The phrase is used by G-d as His leading cause for anger against the Jews. In the 32nd and 33rd chapter of Exodus, G-d uses this phrase with an obvious negative connotation, even threatening to destroy the Jews with this character trait as the primary cause. G-d tells Moses: “I will not go up in your midst since you are a stiff necked people, lest I destroy you on the way.”
However, later on the in this same section of the Torah, Moses uses this term in the exact opposite light. Moses uses this term as a reason for G-d to forgive the people. A moment ago G-d was using stubbornness as a call to destruction; now Moses is flipping this term to mean the exact opposite, a reason for complete forgiveness! “And Moses hastened, bowed his head to the ground and prostrated himself, and said: “If I have now found favor in Your eyes, O Lord, let the Lord go now in our midst because they are a stiff necked people, and You shall forgive our iniquity and our sin and thus secure us as Your possession.”
How can we possible reconcile this explicit contradiction? Now the medieval commentators seemed to have all taken a similar approach. Rashi and the Ibn Ezra, two of the most famous commentators on the Torah, both explain how in the second verse we quoted, the word because¨ really means even though. This way the claim made by Moshe is that G-d should forgive the Jews despite the fact that they are stiff-necked etc.
The Ramban explains how it can even mean because, but he explains that G-d should forgive them because they are so filled with sin that only He can forgive them himself, and an angel is not adequate. (See the Ramban to 34:9 for further explanation).
However, I would like to a suggest a alternative, yet simpler, answer to this problem.
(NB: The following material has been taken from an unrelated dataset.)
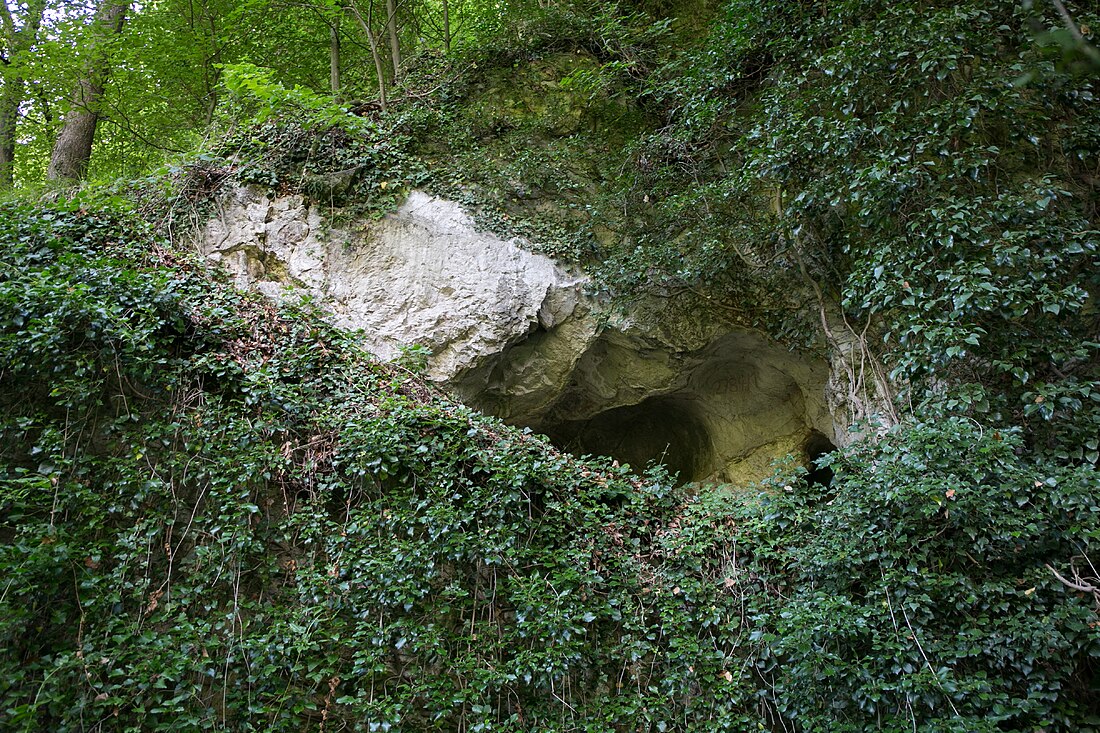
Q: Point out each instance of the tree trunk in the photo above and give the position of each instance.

I would like to suggest that perhaps the simplest reading is the correct one. The quality of stubbornness is paradoxically the best and worst traits simultaneously. Stubbornness, when used incorrectly, can literally be a reason for G-d to destroy the Jewish nation. However, when used correctly, stubbornness can also be the token to the Jewish nation’s survival.
The Jewish people have one of the craziest histories of an people that have ever lived, and ever will live. They have been persecuted, exiled, enslaved, redeemed, attacked, etc. I am talking about generation upon generation of anti-Semitism in hundreds of different forms ranging from Haman and the Purim story to the fight against terrorism that is happening at this very moment. There is one thing that has kept the Jewish nation around, whilst all of its persecutors have ceased to exist. This one thing is stubbornness.
Moses is making a brilliant argument to G-d. He is saying as follows: Although now it may seem that stubbornness is causing the Jewish nation to betray You – and it therefore deserves to be punished – keep in mind that that the very same trait of stubbornness will be the key to Jewish survival for the rest of their future, which is what we call Jewish history.
This is an eternal lesson that is extraordinarily valuable for all of us on an everyday level. While we should not be stubborn in our ways, and should be able to bend with the times to allow for flexibility and modern values to be encompassed in our religion, we must not be willing to give up our heritage. We must be stubborn. We must be stiff-necked, unwilling to look down in despair, yet unwilling to look up in haughtiness. This is the paradox of the stiff-necked people. Personally, I prefer the word balance in place of paradox.